EP R&D Software Working Group Meeting
Software R&D Working Meeting Minutes
2025-01-15
Room: André, Vincenzo, Florine, Severin, Joana, Graeme, Lukas, Danilo
Remote: Aaron, Swathi, Peter, Felice, Wahid, Pere
Apologies: Juan C., Pere,
News
Graeme: Do we have to reupload the paper when getting the EPRDET DOI?
Swathi: I had to resubmit the paper to arxiv.
Graeme: Sometimes you can just reserve the DOI, to keep things consistent. This is useful to write it directly in the paper.
Danilo: Is May 7th in the same week as the WLCG workshop?
Graeme: Yes, also same week as AidaInnova last meeting.
Efficient analysis update - Florine
Graeme: How big is the hash?
Florine: Currently unsigned 64bit integer.
Graeme: chances of collision goes as the square root, we have a lot of events.
Florine: this is something to be investigated. We have a naive implementation at the moment, also for building the join tables there are techniques we can use such as the partition join. This requires further benchmarking and understanding.
Vincenzo: we can always cross check by reading the join column values in the right-hand-side dataset
Severin: Did you try the case of joining on a file-by-file basis?
Florine: This still requires some performance tuning, we don't have concrete numbers yet.
Severin: What is the bottleneck for the creation of the join table?
Florine: You need to iterate over all files. One bottleneck is memory. Another is the lookup, in principle if we get a lot of collision we get performance penalties by having to cross check.
Andrè: Can ROOT have 1-2 weeks of warnings when moving interfaces out of Experimental?
Danilo: In principle yes, to be seen how we do it.
Graeme: A wrapper could raise a warning, then still call the experimental interface. Only for a while
Andrè: In the dataset specification, can we use wildcards for the list of files?
Vincenzo: currently this is possible because the specification will forward to TChain interface, which allows it.
Florine: In the future we could also add this for RNTuple, it might incur in performance cost.
Graeme: Have you thought about integration with database management systems? In large distributed jobs people think in terms of dataset names rather than list of files.
Florine: It's tricky because it can be very specific.

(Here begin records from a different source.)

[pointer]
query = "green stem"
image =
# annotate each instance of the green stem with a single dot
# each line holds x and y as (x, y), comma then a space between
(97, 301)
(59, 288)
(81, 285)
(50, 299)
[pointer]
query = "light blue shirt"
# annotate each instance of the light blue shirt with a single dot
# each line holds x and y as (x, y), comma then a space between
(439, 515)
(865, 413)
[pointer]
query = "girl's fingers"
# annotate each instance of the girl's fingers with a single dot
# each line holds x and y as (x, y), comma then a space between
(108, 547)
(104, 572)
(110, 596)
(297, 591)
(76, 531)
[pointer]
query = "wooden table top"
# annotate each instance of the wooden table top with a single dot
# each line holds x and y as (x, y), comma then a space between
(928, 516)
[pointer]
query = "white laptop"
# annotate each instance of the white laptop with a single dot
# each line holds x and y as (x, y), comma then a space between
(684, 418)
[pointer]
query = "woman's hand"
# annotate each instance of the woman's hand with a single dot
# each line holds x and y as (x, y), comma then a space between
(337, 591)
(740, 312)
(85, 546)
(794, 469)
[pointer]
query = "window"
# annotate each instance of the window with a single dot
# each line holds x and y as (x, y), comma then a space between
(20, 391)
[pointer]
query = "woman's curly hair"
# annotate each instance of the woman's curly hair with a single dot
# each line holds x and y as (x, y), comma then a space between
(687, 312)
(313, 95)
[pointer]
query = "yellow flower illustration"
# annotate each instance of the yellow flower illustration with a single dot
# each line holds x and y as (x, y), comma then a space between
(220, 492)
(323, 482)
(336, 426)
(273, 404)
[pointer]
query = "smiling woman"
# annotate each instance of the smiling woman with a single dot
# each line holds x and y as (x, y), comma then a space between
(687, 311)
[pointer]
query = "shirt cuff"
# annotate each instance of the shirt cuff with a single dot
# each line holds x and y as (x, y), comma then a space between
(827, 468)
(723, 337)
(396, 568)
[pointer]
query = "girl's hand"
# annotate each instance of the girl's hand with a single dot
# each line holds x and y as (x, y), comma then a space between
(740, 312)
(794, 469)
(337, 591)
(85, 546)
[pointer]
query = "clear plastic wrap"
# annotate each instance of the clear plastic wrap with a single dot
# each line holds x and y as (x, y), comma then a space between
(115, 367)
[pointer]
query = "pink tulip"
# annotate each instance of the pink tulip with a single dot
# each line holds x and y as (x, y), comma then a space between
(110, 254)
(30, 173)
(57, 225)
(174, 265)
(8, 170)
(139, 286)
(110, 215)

Vincenzo: We could make sure that our building blocks interface well with what experiments need, e.g. RUCIO creating a dataset specification easily.
Core libraries update - Aaron
Pere: What is the strategy on the ROOT side? I understand cppyy can be based on this, it also implements most of cling's functionality today. Is ROOT going to use this library to reimplement cling? But also using the latest version of cppyy? Or embed cppyy in ROOT?
Aaron: I should clarify that cppinterop does not reimplement cling, it is always built on top of an interpreter such as cling or clang-repl. We need a C++ interpreter in order for cppinterop to work.
Pere: My understanding is that this library provides a more stable API towards the compiler. So I understand ROOT will be based on cppinterop. But at the same time ROOT will continue to use cppyy.
Danilo: I think there is a misunderstanding. Cppinterop is a way in which you can redesign the type system, interfacing with LLVM with no cost (compared to the current strategy with strings). Then you will have an interpreter, a layer on top of the AST (cppinterop) and then a bindings engine (cppyy). This overall reduces costs on all layers.
Pere: In the picture of slide 12 I'm missing something. Is cling part of ROOT? or not?
Danilo: If you want, cling is now part of ROOT and will probably be for the foreseeable future. At some point cling will be standalone and ROOT will just have it as dependency.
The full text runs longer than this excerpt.